Against Meidias

Demosthenes

Demosthenes. Vol. III. Orations, XXI-XXVI. Vince, J. H., translator. Cambridge, MA: Harvard University Press, 1935 (printing).

Just think. The instant this court rises, each of you will walk home, one quicker, another more leisurely, not anxious, not glancing behind him, not fearing whether he is going to run up against a friend or an enemy, a big man or a little one, a strong man or a weak one, or anything of that sort. And why? Because in his heart he knows, and is confident, and has learned to trust the State, that no one shall seize or insult or strike him.

That sense of security, then, with which you walk the streets—will you not guarantee it to me before you set off home? How can I reasonably expect to survive after what I have suffered, if you leave me in the lurch? Perhaps someone will say, Take heart! You will not be insulted again. But if I am, will you be angry with him then, after acquitting him now? Do not, gentlemen of the jury, do not betray me or yourselves or the laws.

For if you would only examine and consider the question, what it is that gives you who serve on juries such power and authority in all state-affairs, whether the State empanels two hundred of you or a thousand or any other number, you would find that it is not that you alone of the citizens are drawn up under arms, not that your physical powers are at their best and strongest, not that you are in the earliest prime of manhood; it is due to no cause of that sort but simply to the strength of the laws.

And what is the strength of the laws? If one of you is wronged and cries aloud, will the laws run up and be at his side to assist him? No; they are only written texts and incapable of such action. Wherein then resides their power? In yourselves, if only you support them and make them all-powerful to help him who needs them. So the laws are strong through you and you through the laws.

Therefore you must help them as readily as any man would help himself if wronged; you must consider that you share in the wrongs done to the laws, by whomsoever they are found to be committed; and no excuse—neither public services, nor pity, nor personal influence, nor forensic skill, nor anything else—must be devised whereby anyone who has transgressed the laws shall escape punishment.

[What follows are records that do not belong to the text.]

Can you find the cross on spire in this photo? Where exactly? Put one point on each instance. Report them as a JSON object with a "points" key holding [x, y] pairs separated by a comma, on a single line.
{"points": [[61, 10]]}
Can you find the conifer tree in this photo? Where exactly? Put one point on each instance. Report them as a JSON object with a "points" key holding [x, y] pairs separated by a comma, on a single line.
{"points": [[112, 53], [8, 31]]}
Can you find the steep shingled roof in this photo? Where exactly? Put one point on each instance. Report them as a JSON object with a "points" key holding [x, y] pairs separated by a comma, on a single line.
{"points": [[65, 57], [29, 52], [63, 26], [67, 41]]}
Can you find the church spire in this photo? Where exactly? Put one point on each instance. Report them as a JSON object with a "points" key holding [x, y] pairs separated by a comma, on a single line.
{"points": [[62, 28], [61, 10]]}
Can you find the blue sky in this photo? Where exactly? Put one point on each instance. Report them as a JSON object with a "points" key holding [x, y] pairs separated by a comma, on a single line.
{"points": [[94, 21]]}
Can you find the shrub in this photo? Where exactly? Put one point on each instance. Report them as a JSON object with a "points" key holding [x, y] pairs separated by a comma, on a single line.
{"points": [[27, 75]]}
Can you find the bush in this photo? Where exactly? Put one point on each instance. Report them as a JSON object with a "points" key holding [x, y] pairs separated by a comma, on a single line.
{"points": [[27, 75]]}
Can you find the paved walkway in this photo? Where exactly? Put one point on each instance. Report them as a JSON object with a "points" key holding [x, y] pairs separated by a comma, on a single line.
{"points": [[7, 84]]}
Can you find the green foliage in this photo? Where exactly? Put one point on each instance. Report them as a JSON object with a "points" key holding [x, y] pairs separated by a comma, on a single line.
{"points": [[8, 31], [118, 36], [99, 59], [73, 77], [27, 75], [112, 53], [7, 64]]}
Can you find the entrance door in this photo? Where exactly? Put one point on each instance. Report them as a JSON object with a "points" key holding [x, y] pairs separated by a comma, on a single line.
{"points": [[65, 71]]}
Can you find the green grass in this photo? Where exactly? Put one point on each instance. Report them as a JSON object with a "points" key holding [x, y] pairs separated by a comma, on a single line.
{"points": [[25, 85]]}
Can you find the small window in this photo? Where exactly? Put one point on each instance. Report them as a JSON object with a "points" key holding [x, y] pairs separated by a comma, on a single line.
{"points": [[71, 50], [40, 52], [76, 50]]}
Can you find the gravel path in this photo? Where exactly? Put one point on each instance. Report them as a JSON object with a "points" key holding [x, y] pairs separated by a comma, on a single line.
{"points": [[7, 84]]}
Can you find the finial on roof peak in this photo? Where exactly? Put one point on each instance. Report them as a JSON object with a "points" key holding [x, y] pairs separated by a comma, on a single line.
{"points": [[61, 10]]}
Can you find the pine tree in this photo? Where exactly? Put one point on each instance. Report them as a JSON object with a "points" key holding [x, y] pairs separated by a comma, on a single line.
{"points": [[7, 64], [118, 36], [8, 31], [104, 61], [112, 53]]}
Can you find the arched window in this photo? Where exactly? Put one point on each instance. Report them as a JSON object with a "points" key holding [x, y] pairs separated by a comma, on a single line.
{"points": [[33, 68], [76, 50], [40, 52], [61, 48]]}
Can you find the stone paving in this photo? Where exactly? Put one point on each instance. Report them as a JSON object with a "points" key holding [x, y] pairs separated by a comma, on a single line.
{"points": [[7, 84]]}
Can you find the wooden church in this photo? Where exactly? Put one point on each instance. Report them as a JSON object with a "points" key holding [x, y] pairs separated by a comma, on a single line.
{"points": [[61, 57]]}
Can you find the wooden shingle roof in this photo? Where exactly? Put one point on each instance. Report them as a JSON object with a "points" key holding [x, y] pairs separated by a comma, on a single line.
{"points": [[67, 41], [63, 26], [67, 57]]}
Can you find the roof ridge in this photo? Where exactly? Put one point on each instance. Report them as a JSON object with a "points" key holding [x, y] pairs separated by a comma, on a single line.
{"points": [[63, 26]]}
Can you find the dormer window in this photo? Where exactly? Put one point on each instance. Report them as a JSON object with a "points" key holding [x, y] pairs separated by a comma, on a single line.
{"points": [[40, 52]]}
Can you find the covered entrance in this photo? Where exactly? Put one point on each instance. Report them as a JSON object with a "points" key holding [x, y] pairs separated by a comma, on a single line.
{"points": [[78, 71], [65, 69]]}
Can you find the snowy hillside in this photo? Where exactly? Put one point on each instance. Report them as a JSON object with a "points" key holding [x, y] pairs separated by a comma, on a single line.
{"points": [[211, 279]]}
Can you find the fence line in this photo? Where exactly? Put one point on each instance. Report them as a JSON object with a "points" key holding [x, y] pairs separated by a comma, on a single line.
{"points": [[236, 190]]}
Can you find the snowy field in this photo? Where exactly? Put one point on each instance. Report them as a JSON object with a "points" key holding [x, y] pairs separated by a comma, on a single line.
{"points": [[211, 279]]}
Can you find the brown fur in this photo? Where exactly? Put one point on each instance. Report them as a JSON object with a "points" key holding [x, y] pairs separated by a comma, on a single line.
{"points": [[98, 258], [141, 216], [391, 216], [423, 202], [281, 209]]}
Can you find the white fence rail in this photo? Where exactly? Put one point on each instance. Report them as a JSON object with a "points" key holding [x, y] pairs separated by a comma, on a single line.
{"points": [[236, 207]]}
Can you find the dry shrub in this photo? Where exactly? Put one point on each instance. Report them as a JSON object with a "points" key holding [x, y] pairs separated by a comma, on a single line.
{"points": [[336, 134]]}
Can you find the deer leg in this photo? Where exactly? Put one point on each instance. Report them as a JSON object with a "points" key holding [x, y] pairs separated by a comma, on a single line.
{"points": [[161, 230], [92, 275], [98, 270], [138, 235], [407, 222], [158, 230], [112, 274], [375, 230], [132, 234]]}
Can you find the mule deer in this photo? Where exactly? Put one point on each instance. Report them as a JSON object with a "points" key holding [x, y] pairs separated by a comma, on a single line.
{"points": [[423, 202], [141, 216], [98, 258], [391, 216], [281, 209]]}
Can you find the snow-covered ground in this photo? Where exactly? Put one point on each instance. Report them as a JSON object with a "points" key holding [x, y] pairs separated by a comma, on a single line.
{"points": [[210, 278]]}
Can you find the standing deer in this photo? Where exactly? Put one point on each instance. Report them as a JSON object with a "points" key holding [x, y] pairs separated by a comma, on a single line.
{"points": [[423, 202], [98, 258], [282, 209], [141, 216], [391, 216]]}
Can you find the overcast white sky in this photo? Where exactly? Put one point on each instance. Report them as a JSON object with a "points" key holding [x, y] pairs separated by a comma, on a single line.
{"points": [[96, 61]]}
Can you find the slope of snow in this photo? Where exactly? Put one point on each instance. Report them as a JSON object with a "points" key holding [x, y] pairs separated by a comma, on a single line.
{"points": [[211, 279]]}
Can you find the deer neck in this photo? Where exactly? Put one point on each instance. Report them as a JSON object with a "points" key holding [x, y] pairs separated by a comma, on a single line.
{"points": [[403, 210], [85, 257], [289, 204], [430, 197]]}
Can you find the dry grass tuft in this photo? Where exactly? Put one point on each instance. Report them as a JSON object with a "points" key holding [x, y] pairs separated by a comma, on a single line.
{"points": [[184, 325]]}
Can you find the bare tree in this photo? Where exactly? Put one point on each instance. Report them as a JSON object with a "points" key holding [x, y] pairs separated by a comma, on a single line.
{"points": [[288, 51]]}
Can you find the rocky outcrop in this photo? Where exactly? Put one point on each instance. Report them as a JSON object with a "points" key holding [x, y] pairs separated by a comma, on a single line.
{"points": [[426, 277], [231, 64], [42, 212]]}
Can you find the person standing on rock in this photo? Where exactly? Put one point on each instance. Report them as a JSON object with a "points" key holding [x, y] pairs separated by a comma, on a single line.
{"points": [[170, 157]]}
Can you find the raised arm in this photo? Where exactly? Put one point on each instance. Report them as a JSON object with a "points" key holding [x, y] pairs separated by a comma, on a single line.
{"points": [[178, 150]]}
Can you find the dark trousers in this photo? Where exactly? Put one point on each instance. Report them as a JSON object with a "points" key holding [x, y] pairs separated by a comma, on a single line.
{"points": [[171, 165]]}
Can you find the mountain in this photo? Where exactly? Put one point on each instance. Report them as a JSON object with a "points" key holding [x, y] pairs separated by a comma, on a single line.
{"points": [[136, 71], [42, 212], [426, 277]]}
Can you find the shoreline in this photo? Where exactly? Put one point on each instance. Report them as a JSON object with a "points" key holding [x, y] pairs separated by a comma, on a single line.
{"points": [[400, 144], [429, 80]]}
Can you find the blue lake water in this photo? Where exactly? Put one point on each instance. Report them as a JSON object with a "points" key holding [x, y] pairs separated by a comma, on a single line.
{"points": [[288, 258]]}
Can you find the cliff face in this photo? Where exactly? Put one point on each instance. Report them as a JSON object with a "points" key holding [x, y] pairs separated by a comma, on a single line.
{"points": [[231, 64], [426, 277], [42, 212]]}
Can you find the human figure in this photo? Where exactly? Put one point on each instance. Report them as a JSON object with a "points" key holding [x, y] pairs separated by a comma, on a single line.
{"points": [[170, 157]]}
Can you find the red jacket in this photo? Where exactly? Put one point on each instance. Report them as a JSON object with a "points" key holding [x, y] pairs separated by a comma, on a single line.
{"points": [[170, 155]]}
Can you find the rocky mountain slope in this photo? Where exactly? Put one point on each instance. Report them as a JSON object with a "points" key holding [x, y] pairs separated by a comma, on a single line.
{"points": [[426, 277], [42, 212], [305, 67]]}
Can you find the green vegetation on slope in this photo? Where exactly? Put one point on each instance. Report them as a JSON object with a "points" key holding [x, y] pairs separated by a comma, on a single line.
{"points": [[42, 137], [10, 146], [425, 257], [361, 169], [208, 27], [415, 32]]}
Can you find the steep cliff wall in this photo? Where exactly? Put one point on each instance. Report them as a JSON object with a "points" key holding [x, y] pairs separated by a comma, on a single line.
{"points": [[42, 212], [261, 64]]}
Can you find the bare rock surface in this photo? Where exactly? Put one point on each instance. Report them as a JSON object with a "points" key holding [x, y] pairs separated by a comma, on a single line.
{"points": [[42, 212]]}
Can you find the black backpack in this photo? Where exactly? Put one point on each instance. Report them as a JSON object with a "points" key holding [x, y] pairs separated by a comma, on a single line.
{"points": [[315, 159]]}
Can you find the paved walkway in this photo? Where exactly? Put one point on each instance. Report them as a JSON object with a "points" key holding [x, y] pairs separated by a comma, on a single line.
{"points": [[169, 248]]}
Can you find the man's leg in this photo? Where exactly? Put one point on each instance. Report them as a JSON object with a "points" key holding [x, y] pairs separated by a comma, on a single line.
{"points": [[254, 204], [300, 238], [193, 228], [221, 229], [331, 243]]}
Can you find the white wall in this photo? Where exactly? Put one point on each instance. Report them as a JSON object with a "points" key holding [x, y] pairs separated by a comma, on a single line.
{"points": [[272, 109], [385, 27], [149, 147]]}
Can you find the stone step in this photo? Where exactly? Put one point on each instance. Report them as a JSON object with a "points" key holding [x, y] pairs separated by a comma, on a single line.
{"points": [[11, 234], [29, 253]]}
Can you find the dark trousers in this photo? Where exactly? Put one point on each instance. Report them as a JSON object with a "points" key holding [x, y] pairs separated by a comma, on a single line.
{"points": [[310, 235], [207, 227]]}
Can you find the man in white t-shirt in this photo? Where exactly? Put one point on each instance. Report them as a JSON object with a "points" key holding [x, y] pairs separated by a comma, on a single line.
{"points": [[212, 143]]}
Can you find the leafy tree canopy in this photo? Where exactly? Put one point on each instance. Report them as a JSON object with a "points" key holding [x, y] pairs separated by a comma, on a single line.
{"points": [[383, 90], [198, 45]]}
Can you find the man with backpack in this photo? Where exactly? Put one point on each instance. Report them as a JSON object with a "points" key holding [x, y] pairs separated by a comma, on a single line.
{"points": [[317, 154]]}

Those of you who were spectators at the Dionysia hissed and hooted Meidias when he entered the theater; you gave every indication of your abhorrence, though you had not yet heard what I had to say about him. Were you so indignant before the case was investigated, that you urged me to demand vengeance for my wrongs and applauded me when I brought my plaint before the Assembly?

And yet now, when his guilt has been established, when the people, sitting in a sacred building, have anticipated his condemnation, when all the other crimes of this miscreant have been sifted, when it has fallen to your lot to be his judges and it lies in your power to conclude the whole affair by a single vote—now, I say, will you hesitate to succor me, to gratify the people, to give all a lesson in sobriety, and to enjoy perfect safety for the rest of your lives, by making an example of the defendant for the instruction of others?

Therefore for all the reasons that I have urged, and above all for the honor of the god whose festival he has been convicted of profaning, punish this man by casting the vote which piety and justice alike demand.